While data is still coming, there are early signs that the Affordable Care Act is making health coverage less dependent on employment.

In a paper published in October, Dr. Benjamin Sommers and Dr. Sumit Agarwal looked at what happened to the health insurance status of Americans who lost a job. Before the Affordable Care Act, these newly unemployed workers experienced a 4.6-percentage-point increase in their uninsured rate.

After the law took effect, the association between job loss and higher uninsured rates disappeared.

Early, incomplete evidence suggests the law is serving that function during the coronavirus economic downturn. A federal report last month showed an increase in marketplace sign-ups this spring as the unemployment rate mounted. Between January and May, Healthcare.gov had about 150,000 more enrollments than usual.

A recent analysis of insurance industry data by Kaiser Family Foundation researchers found that roughly two million to three million Americans lost their job-based coverage between March and September. During the same period, around five million enrolled in Medicaid.

“When the economy suffers, the Affordable Care Act plays an important role in making sure people can still maintain insurance coverage in ways that didn’t exist before,” said Cynthia Cox, a vice president at the foundation. But Ms. Cox said that, even with this cushion, millions of Americans remain uninsured amid a public health crisis. Many of those people, she said, are eligible for free coverage, a sign that the programs aren’t reaching everyone they could.

Ms. Cox also noted that fewer workers have lost job-based coverage than in past downturns. That may be because the workers most affected by this recession never got their coverage at work. Or perhaps more employers are trying to keep workers covered during this emergency, even as they face fiscal stress.

“This is different than it was in the past, in part because of employers, but in part because of the A.C.A.,” she said.

There are other ways that the Affordable Care Act is showing weak spots as a safety net program. While most Americans who buy coverage through the marketplace get a significant subsidy, they may still struggle to pay any share of a premium during this economic downturn.

“Covid has created more people who potentially can enroll, but those are the exact same people who have household budgets that are incredibly tight right now,” said Joshua Peck, co-founder of Get America Covered. “These are the people who are deferring mortgage payments. Adding health insurance is a pretty big challenge.”

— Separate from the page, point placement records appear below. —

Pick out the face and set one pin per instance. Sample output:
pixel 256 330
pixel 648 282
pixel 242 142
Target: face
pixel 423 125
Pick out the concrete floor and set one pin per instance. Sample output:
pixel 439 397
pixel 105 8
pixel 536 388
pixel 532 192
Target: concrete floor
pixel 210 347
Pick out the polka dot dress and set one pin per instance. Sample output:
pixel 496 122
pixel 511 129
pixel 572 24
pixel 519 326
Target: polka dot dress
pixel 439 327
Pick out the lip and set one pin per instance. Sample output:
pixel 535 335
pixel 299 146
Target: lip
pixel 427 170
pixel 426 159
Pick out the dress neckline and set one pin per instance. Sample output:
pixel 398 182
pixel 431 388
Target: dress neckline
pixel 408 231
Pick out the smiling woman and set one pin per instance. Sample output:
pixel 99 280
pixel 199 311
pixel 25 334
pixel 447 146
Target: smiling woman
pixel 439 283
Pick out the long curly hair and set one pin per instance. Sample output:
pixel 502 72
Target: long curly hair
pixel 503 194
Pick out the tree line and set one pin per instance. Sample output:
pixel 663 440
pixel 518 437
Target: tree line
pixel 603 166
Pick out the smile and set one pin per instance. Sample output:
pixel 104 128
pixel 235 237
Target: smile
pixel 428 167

Affordable Care Act programs can be hard to navigate, potentially discouraging even those who qualify for substantial financial help. Establishing eligibility often requires income checks and other paperwork. Annual A.C.A. sign-up periods are typically limited to six weeks in most states. People who lose a job are eligible for a brief special enrollment period, but not everyone knows that. Besides cutting advertising, the Trump administration also cut the budget for outreach and for help picking a plan.

In California, which has invested heavily in advertising and outreach, and has offered more opportunities for the newly uninsured to sign up, enrollment in Medicaid and marketplace coverage is even higher, hinting at what the programs’ enrollment numbers might look like if the federal government were working harder to connect people with new coverage options.

“You can’t be a safety net, but then be asleep at the switch, and say we won’t do anything,” said Peter Lee, who runs California’s insurance marketplace, Covered California. That marketplace opened for sign-ups this spring and summer, and increased its marketing budget to help people learn about their options. Hundreds of thousands of people enrolled during those months, he said. Enrollment continues for 2021 plans.

Besides catching patients who have lost job-based coverage, the Affordable Care Act has aided doctors and hospitals, who saw their revenue plummet early in the pandemic as patients deferred and delayed medical care. Having more Americans with health coverage means more dollars flowing to those health providers.

“They’re receiving revenue for many patients who otherwise would have been uninsured,” said Cindy Mann, a partner at Manatt Health who previously ran Medicaid for the Obama administration. “That’s helped sustain them in a challenging environment.”